Figure 4. Variants based signaling pathway gene set for enrichment analysis.

All selected genes with rare variants carried by patients were processed with online tool “Metascape” for enrichment analysis. Four pathway analyses were included: GO, KEGG, Reactome and Wiki. (A) The top 20 pathways were automatically generated with the -log10 p value>4 after the enrichment analysis. (B) List of genes of de novo variants that clustered in each of the top 20 pathways. (C) Venn diagram shows the overlap between the 31 genes carrying de novo variants highly expressed in ABCs /plasma cells and the 21 genes carrying de novo variants belonging to the top 20 enriched pathways. *: Taken further for functional validation genes, #: Genes with variants already reported to be pathogenic.
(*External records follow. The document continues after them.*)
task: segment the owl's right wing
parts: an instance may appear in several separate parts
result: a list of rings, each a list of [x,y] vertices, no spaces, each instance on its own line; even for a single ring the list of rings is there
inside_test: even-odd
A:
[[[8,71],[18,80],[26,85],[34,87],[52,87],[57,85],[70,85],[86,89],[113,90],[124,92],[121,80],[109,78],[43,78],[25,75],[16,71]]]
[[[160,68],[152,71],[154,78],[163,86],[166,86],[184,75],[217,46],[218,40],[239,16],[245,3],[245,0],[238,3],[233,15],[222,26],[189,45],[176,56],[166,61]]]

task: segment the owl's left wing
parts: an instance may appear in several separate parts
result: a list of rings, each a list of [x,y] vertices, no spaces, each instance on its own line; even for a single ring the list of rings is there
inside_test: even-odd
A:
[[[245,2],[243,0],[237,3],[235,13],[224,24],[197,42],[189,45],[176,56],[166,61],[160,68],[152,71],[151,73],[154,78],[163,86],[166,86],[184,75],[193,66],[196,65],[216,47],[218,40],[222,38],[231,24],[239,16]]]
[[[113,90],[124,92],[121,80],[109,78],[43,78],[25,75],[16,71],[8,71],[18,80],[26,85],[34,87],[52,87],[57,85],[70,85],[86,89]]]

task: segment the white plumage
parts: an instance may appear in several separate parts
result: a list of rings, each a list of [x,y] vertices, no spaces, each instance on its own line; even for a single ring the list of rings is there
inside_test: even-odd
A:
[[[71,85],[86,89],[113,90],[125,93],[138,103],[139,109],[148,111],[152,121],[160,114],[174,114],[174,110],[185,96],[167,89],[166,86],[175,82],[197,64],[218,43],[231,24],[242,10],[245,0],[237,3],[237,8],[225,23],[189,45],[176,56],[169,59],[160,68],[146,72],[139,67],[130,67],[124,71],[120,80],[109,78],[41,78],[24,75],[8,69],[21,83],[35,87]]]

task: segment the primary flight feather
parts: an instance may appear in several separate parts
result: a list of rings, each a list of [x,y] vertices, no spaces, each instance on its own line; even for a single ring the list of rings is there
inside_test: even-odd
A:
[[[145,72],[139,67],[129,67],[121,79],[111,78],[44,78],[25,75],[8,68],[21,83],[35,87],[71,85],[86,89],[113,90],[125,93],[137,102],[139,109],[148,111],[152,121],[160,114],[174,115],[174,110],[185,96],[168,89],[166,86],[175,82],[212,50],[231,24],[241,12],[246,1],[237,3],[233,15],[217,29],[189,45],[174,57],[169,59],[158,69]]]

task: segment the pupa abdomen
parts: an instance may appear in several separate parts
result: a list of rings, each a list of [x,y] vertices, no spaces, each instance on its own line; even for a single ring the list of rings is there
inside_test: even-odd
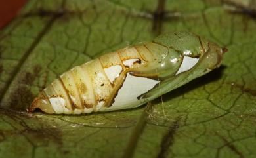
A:
[[[80,114],[132,108],[219,67],[226,50],[189,33],[106,54],[61,75],[37,97],[29,112]]]

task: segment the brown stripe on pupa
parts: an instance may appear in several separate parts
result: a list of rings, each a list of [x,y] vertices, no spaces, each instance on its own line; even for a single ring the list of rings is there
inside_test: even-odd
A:
[[[74,110],[75,108],[76,108],[76,106],[75,106],[75,104],[74,102],[73,102],[72,100],[70,98],[69,90],[66,88],[65,85],[63,83],[62,79],[60,77],[58,77],[58,79],[60,81],[60,83],[61,83],[65,92],[66,92],[66,96],[68,96],[68,102],[70,103],[72,109]]]

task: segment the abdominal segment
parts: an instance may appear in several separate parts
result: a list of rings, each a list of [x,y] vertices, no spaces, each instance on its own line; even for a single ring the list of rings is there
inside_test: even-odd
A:
[[[103,55],[61,75],[40,93],[28,111],[39,108],[48,113],[65,114],[108,111],[129,71],[154,60],[155,56],[144,45]]]

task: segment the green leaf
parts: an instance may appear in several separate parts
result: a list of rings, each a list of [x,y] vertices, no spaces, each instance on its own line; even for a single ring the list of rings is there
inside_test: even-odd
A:
[[[30,0],[0,32],[0,157],[255,157],[254,1]],[[129,110],[26,113],[71,68],[160,33],[228,49],[208,75]]]

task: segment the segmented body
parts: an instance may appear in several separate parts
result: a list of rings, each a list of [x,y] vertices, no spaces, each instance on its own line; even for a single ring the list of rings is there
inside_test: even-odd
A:
[[[28,111],[40,108],[49,113],[80,114],[134,108],[158,97],[156,87],[160,82],[166,93],[219,66],[221,49],[208,54],[216,54],[211,60],[213,64],[200,64],[204,66],[204,72],[186,81],[179,81],[179,73],[191,69],[209,49],[206,41],[202,43],[195,35],[186,33],[197,39],[196,51],[194,48],[175,48],[160,38],[104,54],[63,73],[40,93]],[[186,33],[180,36],[184,38]],[[177,35],[172,35],[175,38]],[[190,58],[188,65],[183,66],[187,57]],[[170,88],[171,82],[175,85]]]

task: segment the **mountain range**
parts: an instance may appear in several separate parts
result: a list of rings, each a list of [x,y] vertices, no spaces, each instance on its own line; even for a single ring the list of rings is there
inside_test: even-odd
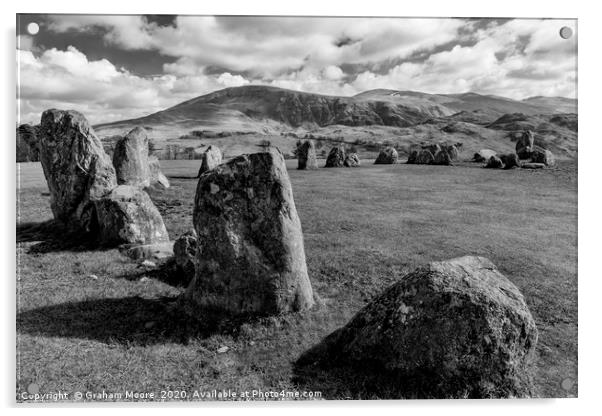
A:
[[[268,137],[294,148],[291,138],[312,137],[347,143],[466,141],[468,148],[513,148],[523,129],[534,130],[541,145],[558,156],[577,151],[577,100],[531,97],[513,100],[476,93],[427,94],[376,89],[352,97],[243,86],[215,91],[165,110],[94,126],[101,137],[144,126],[164,147],[202,147],[207,140],[231,153],[246,151]],[[214,140],[214,141],[215,141]]]

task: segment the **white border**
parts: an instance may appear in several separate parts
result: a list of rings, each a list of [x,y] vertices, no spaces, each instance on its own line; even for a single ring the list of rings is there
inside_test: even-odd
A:
[[[5,134],[2,140],[5,151],[2,152],[4,162],[0,174],[3,181],[2,189],[10,195],[5,195],[7,202],[2,205],[3,238],[0,253],[5,273],[3,278],[2,302],[2,377],[0,393],[4,406],[13,407],[15,392],[15,144],[14,126],[16,104],[15,91],[15,14],[20,13],[156,13],[156,14],[253,14],[253,15],[331,15],[331,16],[434,16],[434,17],[558,17],[579,19],[579,399],[564,400],[521,400],[521,401],[405,401],[405,402],[320,402],[320,403],[262,403],[227,405],[222,403],[201,404],[200,408],[181,408],[170,412],[192,411],[230,414],[244,412],[245,414],[305,414],[307,412],[334,412],[342,410],[352,414],[364,415],[375,408],[375,411],[391,411],[396,413],[420,414],[480,414],[504,415],[509,413],[522,414],[588,414],[601,406],[597,401],[600,383],[600,352],[602,345],[600,337],[600,303],[599,294],[600,267],[596,262],[599,255],[600,239],[600,155],[602,149],[602,134],[600,132],[600,62],[599,41],[602,38],[602,25],[596,2],[578,3],[576,1],[548,0],[528,2],[525,0],[503,0],[500,2],[486,1],[427,1],[418,2],[386,2],[370,0],[361,4],[347,2],[330,2],[324,0],[300,0],[294,3],[285,1],[228,1],[195,2],[185,0],[125,2],[123,0],[103,0],[102,2],[78,1],[4,1],[1,18],[3,21],[4,42],[2,56],[5,64],[1,66],[4,83],[2,109],[2,126]],[[533,248],[534,250],[537,247]],[[11,267],[9,267],[9,265]],[[598,267],[596,267],[598,266]],[[120,409],[111,412],[130,412],[131,405],[121,404]],[[140,405],[138,405],[140,406]],[[25,406],[26,407],[26,406]],[[86,412],[102,414],[106,407],[87,408]],[[145,413],[161,414],[165,406],[144,406]],[[23,407],[21,407],[23,408]],[[51,414],[63,414],[72,411],[70,408],[36,409]],[[34,411],[29,408],[27,412]]]

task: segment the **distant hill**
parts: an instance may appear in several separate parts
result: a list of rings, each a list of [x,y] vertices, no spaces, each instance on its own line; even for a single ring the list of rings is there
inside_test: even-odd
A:
[[[512,100],[475,93],[427,94],[376,89],[353,97],[292,91],[271,86],[226,88],[130,120],[94,126],[101,138],[135,126],[149,130],[159,149],[170,145],[200,150],[217,144],[230,155],[270,142],[292,152],[298,138],[346,143],[464,141],[466,149],[510,151],[522,129],[549,141],[559,157],[577,151],[577,101],[561,97]],[[263,144],[262,144],[263,143]],[[195,149],[195,150],[190,150]],[[171,152],[171,150],[170,150]]]

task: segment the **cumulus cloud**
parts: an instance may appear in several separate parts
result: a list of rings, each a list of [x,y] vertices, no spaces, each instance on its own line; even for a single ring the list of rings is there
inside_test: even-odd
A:
[[[111,49],[171,57],[139,76],[75,47],[39,50],[17,39],[19,108],[39,121],[48,107],[93,122],[149,114],[217,89],[266,84],[331,95],[374,88],[478,92],[512,98],[576,95],[575,21],[518,19],[273,18],[179,16],[162,26],[143,16],[53,15],[43,28],[80,32]],[[38,35],[39,37],[39,35]]]

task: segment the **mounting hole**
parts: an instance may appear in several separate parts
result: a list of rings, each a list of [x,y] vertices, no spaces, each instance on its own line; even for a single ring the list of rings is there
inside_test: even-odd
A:
[[[31,22],[27,25],[27,33],[29,33],[30,35],[37,35],[39,31],[40,25],[38,25],[36,22]]]
[[[573,29],[568,26],[563,26],[560,28],[560,37],[562,39],[569,39],[571,36],[573,36]]]

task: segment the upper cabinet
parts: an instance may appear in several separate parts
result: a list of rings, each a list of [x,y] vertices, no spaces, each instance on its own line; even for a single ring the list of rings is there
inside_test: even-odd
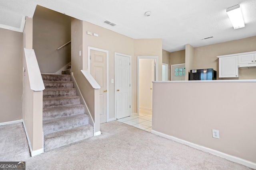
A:
[[[256,54],[247,54],[238,55],[238,64],[248,64],[256,63]]]
[[[238,77],[238,68],[256,67],[256,51],[217,56],[219,77]]]
[[[238,56],[219,58],[219,77],[238,77]]]

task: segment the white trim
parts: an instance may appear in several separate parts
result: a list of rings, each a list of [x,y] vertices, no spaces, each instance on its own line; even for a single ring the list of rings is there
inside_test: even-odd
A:
[[[228,160],[235,162],[238,163],[238,164],[242,164],[242,165],[248,166],[248,167],[250,167],[250,168],[256,169],[256,163],[255,163],[249,161],[248,160],[237,157],[236,156],[230,155],[230,154],[227,154],[226,153],[223,153],[222,152],[215,150],[210,148],[204,147],[202,146],[199,145],[194,143],[191,143],[191,142],[188,142],[182,139],[180,139],[176,137],[168,135],[161,133],[161,132],[159,132],[154,130],[151,130],[151,133],[155,135],[157,135],[163,137],[165,138],[170,139],[176,142],[178,142],[179,143],[189,146],[190,147],[194,148],[196,148],[199,150],[202,150],[204,152],[208,152],[214,155],[220,156],[221,158],[224,158],[227,159]]]
[[[150,109],[150,108],[143,107],[140,107],[139,109],[143,109],[143,110],[150,110],[150,111],[152,111],[152,109]]]
[[[22,123],[22,119],[14,120],[13,121],[6,121],[5,122],[0,123],[0,126],[3,125],[10,125],[11,124],[18,123]]]
[[[132,115],[132,56],[126,54],[115,52],[114,63],[115,63],[115,118],[114,120],[116,119],[116,57],[117,55],[129,57],[130,60],[130,105],[131,107],[130,109],[130,115]]]
[[[116,119],[114,117],[112,119],[108,119],[108,121],[113,121],[113,120],[116,120]]]
[[[26,135],[27,137],[27,139],[28,140],[28,147],[29,147],[29,150],[30,151],[30,154],[31,154],[31,156],[34,156],[37,155],[38,154],[39,154],[42,153],[44,153],[44,148],[38,149],[36,150],[32,150],[32,147],[31,147],[31,143],[30,143],[30,141],[29,140],[29,138],[28,138],[28,133],[27,132],[27,129],[26,128],[26,126],[25,125],[25,123],[24,123],[24,121],[22,120],[22,124],[23,124],[23,127],[24,127],[24,130],[25,130],[25,133],[26,133]],[[43,138],[43,139],[44,138]]]
[[[169,80],[168,80],[168,67],[169,66],[168,65],[168,64],[166,64],[166,63],[162,63],[162,65],[164,65],[164,66],[165,66],[166,67],[166,70],[165,70],[165,75],[166,75],[166,81],[168,81]],[[163,80],[163,78],[162,78],[162,81]]]
[[[100,134],[101,134],[101,132],[100,132],[100,131],[98,131],[98,132],[94,133],[94,136],[98,136]]]
[[[156,66],[155,70],[156,72],[155,74],[156,75],[156,81],[158,81],[158,56],[137,56],[137,113],[138,114],[140,114],[140,112],[139,111],[139,83],[140,83],[140,59],[156,59]]]
[[[91,52],[90,50],[95,50],[98,51],[101,51],[103,52],[106,53],[107,55],[107,122],[108,122],[109,121],[109,106],[108,106],[109,104],[109,90],[108,89],[108,51],[102,49],[98,49],[97,48],[92,47],[88,47],[88,71],[89,72],[90,72],[90,56],[91,55]]]
[[[177,64],[171,64],[171,81],[172,81],[172,67],[174,66],[178,66],[184,65],[185,66],[185,63]],[[186,68],[185,68],[186,69]]]
[[[63,70],[67,70],[68,66],[71,64],[71,62],[70,62],[65,65],[64,67],[60,68],[60,70],[57,71],[56,72],[54,73],[54,74],[61,74],[61,71]]]
[[[23,30],[24,29],[24,27],[25,26],[25,23],[26,23],[26,17],[25,16],[22,16],[21,18],[21,21],[20,22],[20,28],[17,28],[16,27],[12,27],[11,26],[6,25],[3,25],[0,24],[0,28],[4,28],[6,29],[10,29],[15,31],[20,32],[21,33],[23,32]]]
[[[95,123],[93,121],[93,119],[92,118],[92,115],[91,114],[91,112],[90,112],[90,110],[89,110],[89,109],[88,108],[88,107],[87,106],[87,105],[86,104],[86,102],[85,102],[85,100],[84,98],[84,97],[82,95],[82,93],[81,92],[81,90],[80,90],[80,88],[79,87],[78,87],[78,85],[77,84],[77,82],[76,82],[76,79],[75,77],[74,76],[74,73],[73,72],[72,72],[70,74],[70,75],[71,76],[71,79],[74,82],[74,85],[77,90],[77,94],[82,99],[82,103],[83,104],[84,104],[86,107],[86,109],[88,112],[88,113],[89,114],[89,116],[90,116],[90,118],[89,119],[89,122],[90,125],[93,125],[93,130],[94,131],[95,128]],[[86,108],[85,108],[86,109]]]
[[[95,79],[93,78],[92,76],[90,74],[88,71],[81,70],[81,72],[86,78],[87,79],[93,88],[95,89],[100,89],[100,86],[98,84]]]
[[[45,88],[35,51],[33,49],[24,48],[24,52],[27,64],[25,71],[28,72],[30,89],[35,92],[42,91]]]

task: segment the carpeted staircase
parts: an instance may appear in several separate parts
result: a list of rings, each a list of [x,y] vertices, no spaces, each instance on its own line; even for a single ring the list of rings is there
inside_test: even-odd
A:
[[[44,150],[93,136],[84,106],[80,103],[70,75],[42,74]]]

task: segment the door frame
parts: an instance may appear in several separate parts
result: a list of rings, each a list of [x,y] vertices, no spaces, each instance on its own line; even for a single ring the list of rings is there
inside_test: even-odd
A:
[[[91,50],[96,51],[101,51],[106,53],[107,56],[107,122],[109,121],[109,90],[108,90],[108,51],[104,50],[103,49],[98,49],[98,48],[93,47],[88,47],[88,71],[89,72],[90,72],[90,57],[91,56]]]
[[[182,65],[185,65],[185,63],[177,64],[171,64],[171,81],[172,81],[172,67],[173,66],[181,66]]]
[[[131,63],[132,61],[132,56],[126,54],[121,54],[120,53],[115,52],[115,117],[114,119],[116,119],[116,61],[117,58],[118,57],[117,55],[121,55],[124,57],[129,57],[130,60],[130,115],[132,114],[132,64]]]
[[[137,114],[139,115],[140,107],[139,99],[139,85],[140,85],[140,59],[155,59],[155,79],[156,81],[158,80],[158,56],[137,56]]]
[[[166,81],[168,81],[168,74],[168,74],[168,64],[162,63],[162,65],[164,65],[164,66],[165,66],[166,67],[166,69],[165,70],[165,75],[166,75]],[[162,76],[162,79],[163,79],[162,76]]]

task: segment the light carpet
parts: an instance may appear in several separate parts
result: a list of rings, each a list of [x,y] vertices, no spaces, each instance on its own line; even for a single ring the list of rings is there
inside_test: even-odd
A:
[[[0,161],[26,170],[250,170],[247,167],[114,121],[102,134],[30,157],[22,124],[0,127]]]

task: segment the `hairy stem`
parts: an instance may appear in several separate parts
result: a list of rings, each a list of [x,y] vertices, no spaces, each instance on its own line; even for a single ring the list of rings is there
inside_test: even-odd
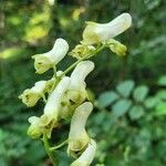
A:
[[[66,141],[64,141],[63,143],[61,143],[60,145],[56,145],[56,146],[54,146],[54,147],[50,147],[50,151],[52,152],[52,151],[55,151],[55,149],[58,149],[58,148],[61,148],[62,146],[66,145],[68,142],[69,142],[69,141],[66,139]]]
[[[50,157],[50,160],[51,160],[52,165],[56,166],[55,159],[53,157],[53,153],[52,153],[52,151],[50,151],[50,145],[49,145],[49,141],[48,141],[46,134],[43,134],[43,143],[44,143],[45,152],[46,152],[48,156]]]
[[[103,44],[102,46],[100,46],[98,49],[96,49],[92,54],[84,56],[80,60],[77,60],[75,63],[73,63],[71,66],[69,66],[61,75],[60,77],[62,77],[63,75],[65,75],[66,73],[69,73],[73,68],[75,68],[80,62],[82,62],[83,60],[90,59],[92,56],[94,56],[96,53],[98,53],[100,51],[102,51],[105,48],[105,45]]]

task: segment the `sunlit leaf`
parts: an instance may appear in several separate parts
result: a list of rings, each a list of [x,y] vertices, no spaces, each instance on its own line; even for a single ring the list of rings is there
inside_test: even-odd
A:
[[[143,102],[148,93],[148,87],[145,85],[137,86],[133,93],[136,102]]]
[[[118,98],[118,94],[110,91],[110,92],[104,92],[100,95],[98,97],[98,107],[103,108],[112,104],[114,101]]]
[[[128,111],[131,105],[132,102],[129,100],[121,100],[112,106],[112,112],[116,116],[122,116]]]
[[[133,81],[124,81],[116,86],[116,90],[122,96],[127,97],[129,96],[133,87],[134,87]]]
[[[131,120],[138,120],[144,115],[144,108],[141,105],[135,105],[129,110]]]

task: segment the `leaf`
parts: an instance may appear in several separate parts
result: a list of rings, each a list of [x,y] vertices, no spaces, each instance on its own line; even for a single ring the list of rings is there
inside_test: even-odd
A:
[[[141,105],[135,105],[129,110],[131,120],[138,120],[144,115],[144,108]]]
[[[128,111],[131,105],[132,102],[129,100],[121,100],[112,106],[112,112],[117,117],[122,116]]]
[[[107,91],[104,92],[100,95],[97,102],[98,102],[98,107],[103,108],[112,104],[114,101],[118,98],[118,94],[113,92],[113,91]]]
[[[160,102],[157,105],[155,115],[157,115],[157,116],[159,116],[159,115],[166,115],[166,102]]]
[[[159,100],[166,100],[166,90],[160,90],[157,95]]]
[[[166,86],[166,75],[159,77],[158,85]]]
[[[134,82],[128,80],[120,83],[116,86],[116,90],[122,96],[127,97],[129,96],[133,87],[134,87]]]
[[[148,87],[145,85],[137,86],[133,93],[136,102],[143,102],[148,93]]]
[[[158,102],[159,102],[159,100],[157,97],[148,97],[145,101],[145,106],[146,106],[146,108],[153,108],[157,105]]]

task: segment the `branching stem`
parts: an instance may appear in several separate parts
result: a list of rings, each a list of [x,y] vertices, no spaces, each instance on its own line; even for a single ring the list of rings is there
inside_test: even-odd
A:
[[[49,144],[46,134],[43,134],[43,143],[44,143],[45,152],[46,152],[48,156],[50,157],[50,160],[52,162],[52,165],[56,166],[56,162],[53,157],[53,153],[52,153],[52,151],[50,151],[50,144]]]

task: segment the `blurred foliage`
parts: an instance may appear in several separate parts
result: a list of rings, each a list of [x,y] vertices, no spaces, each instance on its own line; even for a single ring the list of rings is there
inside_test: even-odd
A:
[[[84,21],[107,22],[122,12],[133,28],[118,40],[128,46],[121,59],[105,50],[94,59],[87,84],[96,108],[89,118],[97,141],[97,166],[165,166],[166,164],[166,1],[165,0],[0,0],[0,165],[49,165],[40,141],[27,136],[28,117],[41,114],[42,102],[25,108],[18,95],[35,75],[31,55],[65,38],[82,40]],[[73,60],[64,60],[64,69]],[[44,74],[48,79],[50,73]],[[69,124],[54,131],[53,143],[68,136]],[[55,153],[68,166],[65,148]]]

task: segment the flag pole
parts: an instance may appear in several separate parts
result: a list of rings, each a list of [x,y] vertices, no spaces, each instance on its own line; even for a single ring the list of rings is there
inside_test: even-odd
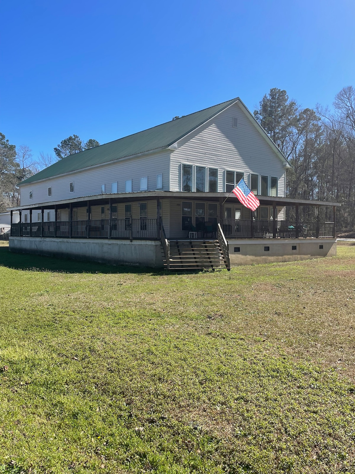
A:
[[[239,181],[238,181],[238,182],[237,183],[237,184],[236,184],[235,185],[235,186],[234,186],[234,188],[233,188],[233,189],[235,189],[235,188],[236,188],[237,187],[237,186],[238,185],[238,184],[239,184],[239,183],[240,183],[240,181],[241,181],[241,180],[242,180],[242,179],[244,179],[244,178],[242,178],[242,179],[240,179],[240,180],[239,180]],[[232,193],[233,192],[233,189],[232,189],[232,190],[231,190],[231,192],[230,192],[230,193],[229,193],[229,194],[228,194],[228,196],[227,196],[227,197],[226,198],[226,199],[225,199],[224,200],[224,201],[223,201],[223,202],[222,203],[222,206],[223,206],[223,204],[224,204],[224,203],[225,202],[225,201],[227,201],[227,199],[228,199],[228,198],[229,198],[229,197],[230,197],[230,196],[231,195],[231,193]],[[238,198],[237,198],[237,199],[238,199]]]

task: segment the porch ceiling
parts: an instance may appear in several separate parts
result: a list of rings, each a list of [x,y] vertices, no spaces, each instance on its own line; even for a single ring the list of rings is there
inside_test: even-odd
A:
[[[274,197],[268,196],[257,196],[258,199],[262,205],[272,206],[275,202],[277,206],[341,206],[339,202],[328,201],[317,201],[307,199],[297,199],[291,198]],[[238,201],[236,197],[231,196],[228,192],[185,192],[176,191],[147,191],[139,192],[120,193],[118,194],[97,194],[93,196],[84,196],[71,199],[64,199],[59,201],[40,202],[24,206],[17,206],[9,208],[8,210],[18,210],[20,209],[40,209],[44,207],[50,209],[57,206],[58,208],[67,207],[68,204],[72,203],[76,205],[75,207],[81,207],[87,205],[88,201],[90,201],[90,206],[100,204],[108,203],[109,200],[111,200],[113,204],[118,202],[132,202],[141,201],[151,201],[160,199],[183,199],[184,200],[199,201],[216,201],[219,202],[220,199],[226,200],[228,203],[234,203]]]

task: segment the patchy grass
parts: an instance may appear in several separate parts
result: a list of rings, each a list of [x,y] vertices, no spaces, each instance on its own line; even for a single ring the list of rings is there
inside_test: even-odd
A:
[[[355,247],[193,274],[0,264],[0,473],[355,470]]]

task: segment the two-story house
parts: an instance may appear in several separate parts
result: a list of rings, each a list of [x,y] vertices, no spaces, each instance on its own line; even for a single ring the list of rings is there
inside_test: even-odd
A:
[[[299,222],[289,163],[239,98],[67,156],[20,184],[12,251],[170,268],[334,255],[334,223]],[[254,212],[231,191],[243,178]],[[284,220],[285,207],[296,220]]]

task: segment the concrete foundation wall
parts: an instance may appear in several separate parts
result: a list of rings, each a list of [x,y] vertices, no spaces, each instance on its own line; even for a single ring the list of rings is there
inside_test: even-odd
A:
[[[125,264],[163,268],[160,241],[10,237],[10,252],[89,260],[111,264]]]
[[[337,239],[334,238],[229,239],[228,243],[231,264],[233,266],[293,262],[337,255]],[[323,248],[320,248],[321,246]],[[293,250],[293,246],[296,249]]]

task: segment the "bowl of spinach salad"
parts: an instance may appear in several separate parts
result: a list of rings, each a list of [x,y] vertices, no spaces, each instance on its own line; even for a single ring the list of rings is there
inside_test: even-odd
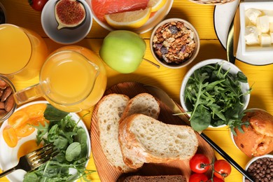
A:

Figure 5. Characteristics of de novo rare variants in two SLE trios.

(A) Bioinformatic predictions of protein damage for each de novo variant based on PolyPhen, SIFT, and CADD score. The gnomAD v4.0 allele frequency, and SNP database (dbSNP) match are shown. EAS = East Asian. (B)(E) Pedigrees of probands carrying de novo rare variants in DHX8 and ACTR5. (C)(F) Schematic representation of protein domain and evolutionary conservation of each residue. (D)(G) IFN-β luciferase assay with indicated wild-type and mutant cDNAs. (H) (I) Left: DHX8 mRNA expression in SLE patients’ PMBCs. HC: healthy control (n=11), untreated patients (n=22), treated patients (n=47), patients before and after treatment (n=15). Right: ACTR5 mRNA expression in SLE patients’ PMBCs. HC: healthy control (n=27), untreated patients (n=22), treated patients (n=47), patients before and after treatment (n=15). P values determined by unpaired t test (D, G), Mann-Whitney t test (H, I). *, P < 0.05; **, P < 0.01; ***, P < 0.001; Graphs depict mean with SD.